From mboxrd@z Thu Jan  1 00:00:00 1970
Received: from eggs.gnu.org ([2001:4830:134:3::10]:43627)
	by lists.gnu.org with esmtp (Exim 4.71)
	(envelope-from <groeck7@gmail.com>) id 1gS7on-0002rD-Qs
	for qemu-devel@nongnu.org; Wed, 28 Nov 2018 16:56:27 -0500
Received: from Debian-exim by eggs.gnu.org with spam-scanned (Exim 4.71)
	(envelope-from <groeck7@gmail.com>) id 1gS7oj-0006YU-2M
	for qemu-devel@nongnu.org; Wed, 28 Nov 2018 16:56:24 -0500
Received: from mail-pf1-x443.google.com ([2607:f8b0:4864:20::443]:46750)
	by eggs.gnu.org with esmtps (TLS1.0:RSA_AES_128_CBC_SHA1:16)
	(Exim 4.71) (envelope-from <groeck7@gmail.com>) id 1gS7oh-0006Vl-4L
	for qemu-devel@nongnu.org; Wed, 28 Nov 2018 16:56:19 -0500
Received: by mail-pf1-x443.google.com with SMTP id c73so10811355pfe.13
	for <qemu-devel@nongnu.org>; Wed, 28 Nov 2018 13:56:17 -0800 (PST)
Sender: Guenter Roeck <groeck7@gmail.com>
From: Guenter Roeck <linux@roeck-us.net>
Date: Wed, 28 Nov 2018 13:56:11 -0800
Message-Id: <1543442171-24863-2-git-send-email-linux@roeck-us.net>
In-Reply-To: <1543442171-24863-1-git-send-email-linux@roeck-us.net>
References: <1543442171-24863-1-git-send-email-linux@roeck-us.net>
Subject: [Qemu-devel] [PATCH 2/2] scsi: esp: Improve consistency of RSTAT,
 RSEQ, and RINTR
List-Id: <qemu-devel.nongnu.org>
List-Unsubscribe: <https://lists.nongnu.org/mailman/options/qemu-devel>,
	<mailto:qemu-devel-request@nongnu.org?subject=unsubscribe>
List-Archive: <http://lists.nongnu.org/archive/html/qemu-devel/>
List-Post: <mailto:qemu-devel@nongnu.org>
List-Help: <mailto:qemu-devel-request@nongnu.org?subject=help>
List-Subscribe: <https://lists.nongnu.org/mailman/listinfo/qemu-devel>,
	<mailto:qemu-devel-request@nongnu.org?subject=subscribe>
To: Paolo Bonzini <pbonzini@redhat.com>
Cc: Fam Zheng <famz@redhat.com>, qemu-devel@nongnu.org, Guenter Roeck <linux@roeck-us.net>

The guest OS reads RSTAT, RSEQ, and RINTR, and expects those registers
to reflect a consistent state.
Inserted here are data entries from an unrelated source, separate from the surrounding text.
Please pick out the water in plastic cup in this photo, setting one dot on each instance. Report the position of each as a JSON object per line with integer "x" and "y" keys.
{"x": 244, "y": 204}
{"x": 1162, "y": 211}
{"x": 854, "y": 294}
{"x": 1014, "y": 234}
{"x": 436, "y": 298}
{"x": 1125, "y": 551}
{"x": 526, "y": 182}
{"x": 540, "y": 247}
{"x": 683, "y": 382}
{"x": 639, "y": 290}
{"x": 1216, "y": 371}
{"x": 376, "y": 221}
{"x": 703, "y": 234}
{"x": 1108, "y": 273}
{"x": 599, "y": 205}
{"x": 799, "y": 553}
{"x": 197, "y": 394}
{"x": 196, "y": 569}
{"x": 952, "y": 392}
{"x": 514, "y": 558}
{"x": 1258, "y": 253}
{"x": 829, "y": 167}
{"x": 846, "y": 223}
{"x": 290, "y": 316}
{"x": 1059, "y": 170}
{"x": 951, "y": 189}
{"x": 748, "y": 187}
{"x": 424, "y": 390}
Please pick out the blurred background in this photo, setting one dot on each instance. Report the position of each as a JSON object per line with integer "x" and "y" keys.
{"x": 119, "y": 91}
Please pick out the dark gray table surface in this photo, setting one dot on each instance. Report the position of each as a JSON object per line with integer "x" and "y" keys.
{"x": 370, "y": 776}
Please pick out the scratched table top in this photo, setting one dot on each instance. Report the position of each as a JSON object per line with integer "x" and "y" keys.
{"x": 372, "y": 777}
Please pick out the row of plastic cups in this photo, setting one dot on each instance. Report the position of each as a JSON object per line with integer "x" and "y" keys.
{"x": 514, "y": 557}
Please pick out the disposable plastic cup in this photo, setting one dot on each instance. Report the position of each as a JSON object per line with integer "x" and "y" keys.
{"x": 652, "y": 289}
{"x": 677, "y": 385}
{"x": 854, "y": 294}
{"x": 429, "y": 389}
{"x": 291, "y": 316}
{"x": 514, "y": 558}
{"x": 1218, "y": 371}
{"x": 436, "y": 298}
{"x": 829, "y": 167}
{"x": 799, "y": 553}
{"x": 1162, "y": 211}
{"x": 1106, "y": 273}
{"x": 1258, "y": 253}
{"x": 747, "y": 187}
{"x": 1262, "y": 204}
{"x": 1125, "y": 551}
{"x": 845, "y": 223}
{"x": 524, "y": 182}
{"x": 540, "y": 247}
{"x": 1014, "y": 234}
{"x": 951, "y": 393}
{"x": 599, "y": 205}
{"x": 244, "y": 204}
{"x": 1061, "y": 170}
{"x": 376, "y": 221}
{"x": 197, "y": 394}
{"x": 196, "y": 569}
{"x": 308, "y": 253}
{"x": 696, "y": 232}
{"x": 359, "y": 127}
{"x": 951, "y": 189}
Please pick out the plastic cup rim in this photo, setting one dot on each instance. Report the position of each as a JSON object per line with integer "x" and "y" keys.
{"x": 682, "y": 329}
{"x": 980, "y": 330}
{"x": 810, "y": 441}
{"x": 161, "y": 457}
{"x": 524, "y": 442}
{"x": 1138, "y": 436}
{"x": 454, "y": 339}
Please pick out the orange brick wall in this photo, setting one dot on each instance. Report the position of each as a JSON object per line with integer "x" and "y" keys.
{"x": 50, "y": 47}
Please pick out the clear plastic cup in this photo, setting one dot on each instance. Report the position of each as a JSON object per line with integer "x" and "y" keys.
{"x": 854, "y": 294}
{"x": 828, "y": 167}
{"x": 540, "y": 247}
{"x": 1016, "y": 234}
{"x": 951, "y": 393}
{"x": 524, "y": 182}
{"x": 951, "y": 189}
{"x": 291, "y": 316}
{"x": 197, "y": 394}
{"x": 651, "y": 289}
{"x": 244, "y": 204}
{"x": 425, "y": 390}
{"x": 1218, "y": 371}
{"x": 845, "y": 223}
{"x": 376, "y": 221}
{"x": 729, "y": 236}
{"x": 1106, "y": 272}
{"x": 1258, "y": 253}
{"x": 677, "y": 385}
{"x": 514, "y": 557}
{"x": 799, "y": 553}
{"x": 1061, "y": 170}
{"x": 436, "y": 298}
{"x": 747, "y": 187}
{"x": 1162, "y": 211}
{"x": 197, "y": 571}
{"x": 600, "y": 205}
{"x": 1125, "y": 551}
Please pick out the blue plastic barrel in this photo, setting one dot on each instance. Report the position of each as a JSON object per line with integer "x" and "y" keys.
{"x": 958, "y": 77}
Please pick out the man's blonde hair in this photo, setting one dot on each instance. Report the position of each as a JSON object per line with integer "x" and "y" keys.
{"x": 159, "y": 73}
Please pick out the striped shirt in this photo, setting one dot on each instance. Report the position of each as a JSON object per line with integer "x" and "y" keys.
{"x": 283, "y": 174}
However, it is possible that the registers
can change after RSTAT was read, but before RINTR is read.

Guest OS		qemu
--------		----
Read RSTAT
			esp_command_complete()
			 RSTAT = STAT_ST
			 esp_dma_done()
			  RSTAT |= STAT_TC
			  RSEQ = 0
			  RINTR = INTR_BS

Read RSEQ
Read RINTR		RINTR = 0
			RSTAT &= ~STAT_TC
			RSEQ = SEQ_CD

The guest OS would then try to handle INTR_BS combined with an old
value of RSTAT. This sometimes resulted in lost events, spurious
interrupts, guest OS confusion, and stalled SCSI operations.
A typical guest error log (observed with various versions of Linux)
looks as follows.

scsi host1: Spurious irq, sreg=13.
...
scsi host1: Aborting command [84531f10:2a]
scsi host1: Current command [f882eea8:35]
scsi host1: Queued command [84531f10:2a]
scsi host1:  Active command [f882eea8:35]
scsi host1: Dumping command log
scsi host1: ent[15] CMD val[44] sreg[90] seqreg[00] sreg2[00] ireg[20] ss[00] event[0c]
scsi host1: ent[16] CMD val[01] sreg[90] seqreg[00] sreg2[00] ireg[20] ss[02] event[0c]
scsi host1: ent[17] CMD val[43] sreg[90] seqreg[00] sreg2[00] ireg[20] ss[02] event[0c]
scsi host1: ent[18] EVENT val[0d] sreg[92] seqreg[04] sreg2[00] ireg[18] ss[00] event[0c]
...

Adress the situation by caching RINTR and RSEQ when RSTAT is read and
using the cached values when the respective registers are read.

Signed-off-by: Guenter Roeck <linux@roeck-us.net>
---
I am not too happy with this solution (it looks kludgy to me), but it does
work. With this series applied, I have not seen a single spurious interrupt
after hundreds of boots, and no stalls. Prior to that, spurious interrupts
were seen with pretty much every boot, and the stall occurred on a regular
basis (roughly every other boot with qemu-system-hppa, less with others).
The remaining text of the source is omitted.